Toxique est un roman étouffant. Sans fascination pour la folie ou ses douleurs comme se le permettait – avec une gratuité cauchemardesque – La maison des épreuves. Sans doute par son habilité à véhiculer son soupçon. Le titre original le suggère : il convient de garder une distance de secours face à la folie.

Les personnages de Toxiques sont assez proche de ceux de Sharev pour ce lien un peu trop obsessif avec nos enfants : nos façons de ne pas vouloir qu’il échappe à notre identification, à notre domination sous forme de surveillance, est sans cesse rappeler par cette obsession de la distance de secours. L’alphabet des flammes mettait lui aussi en scène cette contamination. Dans une très belle scène, la fille se révoltait contre la conformation au roman familial imposé par la célébration des anniversaires. L’usurpation des souvenirs comme moyen d’oppression : un enfant doit rester conforme à l’image qu’en entretient sa mère. La narratrice, peu à peu, dans cette langue obsédante qui porte la tension de ce court roman, se révèle bien moins innocente qu’il n’y paraît.

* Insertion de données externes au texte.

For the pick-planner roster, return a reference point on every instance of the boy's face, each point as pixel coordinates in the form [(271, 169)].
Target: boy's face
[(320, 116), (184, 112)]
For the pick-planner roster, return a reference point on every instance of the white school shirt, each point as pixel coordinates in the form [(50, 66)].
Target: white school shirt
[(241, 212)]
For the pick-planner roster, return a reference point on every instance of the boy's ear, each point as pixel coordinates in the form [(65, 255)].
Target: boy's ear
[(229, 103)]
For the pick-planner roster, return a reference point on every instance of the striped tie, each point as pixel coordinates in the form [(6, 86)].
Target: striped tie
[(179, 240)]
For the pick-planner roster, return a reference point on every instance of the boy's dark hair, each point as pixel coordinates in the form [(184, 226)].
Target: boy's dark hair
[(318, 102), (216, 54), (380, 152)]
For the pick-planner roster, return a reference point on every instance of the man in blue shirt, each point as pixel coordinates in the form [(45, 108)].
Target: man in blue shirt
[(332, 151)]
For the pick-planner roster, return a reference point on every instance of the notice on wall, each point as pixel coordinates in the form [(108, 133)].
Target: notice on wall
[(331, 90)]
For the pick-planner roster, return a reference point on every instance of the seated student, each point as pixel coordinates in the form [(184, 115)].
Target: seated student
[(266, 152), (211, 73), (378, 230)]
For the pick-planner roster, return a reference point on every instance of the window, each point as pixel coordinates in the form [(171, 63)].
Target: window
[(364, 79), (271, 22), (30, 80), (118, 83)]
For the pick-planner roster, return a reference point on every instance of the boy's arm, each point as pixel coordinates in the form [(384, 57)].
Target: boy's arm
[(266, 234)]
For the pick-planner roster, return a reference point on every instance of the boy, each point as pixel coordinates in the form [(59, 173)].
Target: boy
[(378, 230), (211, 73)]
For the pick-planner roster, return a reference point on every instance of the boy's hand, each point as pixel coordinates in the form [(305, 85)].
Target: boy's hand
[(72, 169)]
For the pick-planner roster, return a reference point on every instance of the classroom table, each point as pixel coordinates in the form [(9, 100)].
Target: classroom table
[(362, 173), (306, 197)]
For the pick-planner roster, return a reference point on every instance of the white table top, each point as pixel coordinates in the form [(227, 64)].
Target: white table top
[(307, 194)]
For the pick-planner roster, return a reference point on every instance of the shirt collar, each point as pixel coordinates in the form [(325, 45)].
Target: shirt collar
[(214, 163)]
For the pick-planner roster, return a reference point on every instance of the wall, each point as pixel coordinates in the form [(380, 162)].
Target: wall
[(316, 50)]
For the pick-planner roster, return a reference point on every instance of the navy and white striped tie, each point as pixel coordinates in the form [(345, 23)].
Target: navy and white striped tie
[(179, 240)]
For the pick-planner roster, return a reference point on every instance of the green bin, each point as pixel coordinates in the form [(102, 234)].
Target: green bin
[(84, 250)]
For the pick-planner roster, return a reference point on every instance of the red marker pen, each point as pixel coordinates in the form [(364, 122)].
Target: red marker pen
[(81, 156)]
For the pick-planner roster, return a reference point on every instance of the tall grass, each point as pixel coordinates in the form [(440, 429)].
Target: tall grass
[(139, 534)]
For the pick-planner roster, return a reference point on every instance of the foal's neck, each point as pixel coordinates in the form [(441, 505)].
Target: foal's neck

C’est autre chose alors ? C’est qu j’ai fait quelque chose de mal ? J’ai été une mauvaise mère ? C’est à cause de moi ? La distance de secours.

Expliquons-nous. Afin d’atteindre à la hauteur de la parabole, de la réflexion sur le mal, ses sources et nos façons de nous laisser contaminer par leur recherche, Samanta Schweblin fait assaut de précision. La distance de secours est celle à laquelle veut toujours se placer Amanda face à sa fille Nina. Le récit instille progressivement son doute : tous les personnages croient-ils véritablement à une malédiction. Le seul toxique apparaît alors de croire à nos propres fariboles, leur accorder ainsi une consistance qui  viendra contaminer la réalité.

Sans doute d’être inlassablement répétée, partager pour en attester de l’impact, la contamination acquière une vérité cauchemardesque. Clara, une sorte d’alter-ego identique à celui proposé dans nos plus atroces fantasmagories oniriques, est persuadé que son enfant a guéri d’une intoxication par des soins ésotériques prodigués par une femme apte à percevoir les maladies. Il est, depuis lors, devenu un autre inquiétant. Un enfant qui enterre des animaux. David, ce fils schizoïde est un beau personnage ombrageux, terrifiant et diabolique au point de nous faire douter de sa réalité.

Avec une insidieuse panique, sur son lit de mort, peut-être déjà morte, Amanda s’adresse à David. Tente de reconstituer sa contamination peut-être totalement dénuée de sens. Une sorte d’interlocuteur idéal, d’une indifférence dubitative. Son leitmotiv : ce n’est plus important pourrait être le mot d’ordre de ce roman de l’enfermement.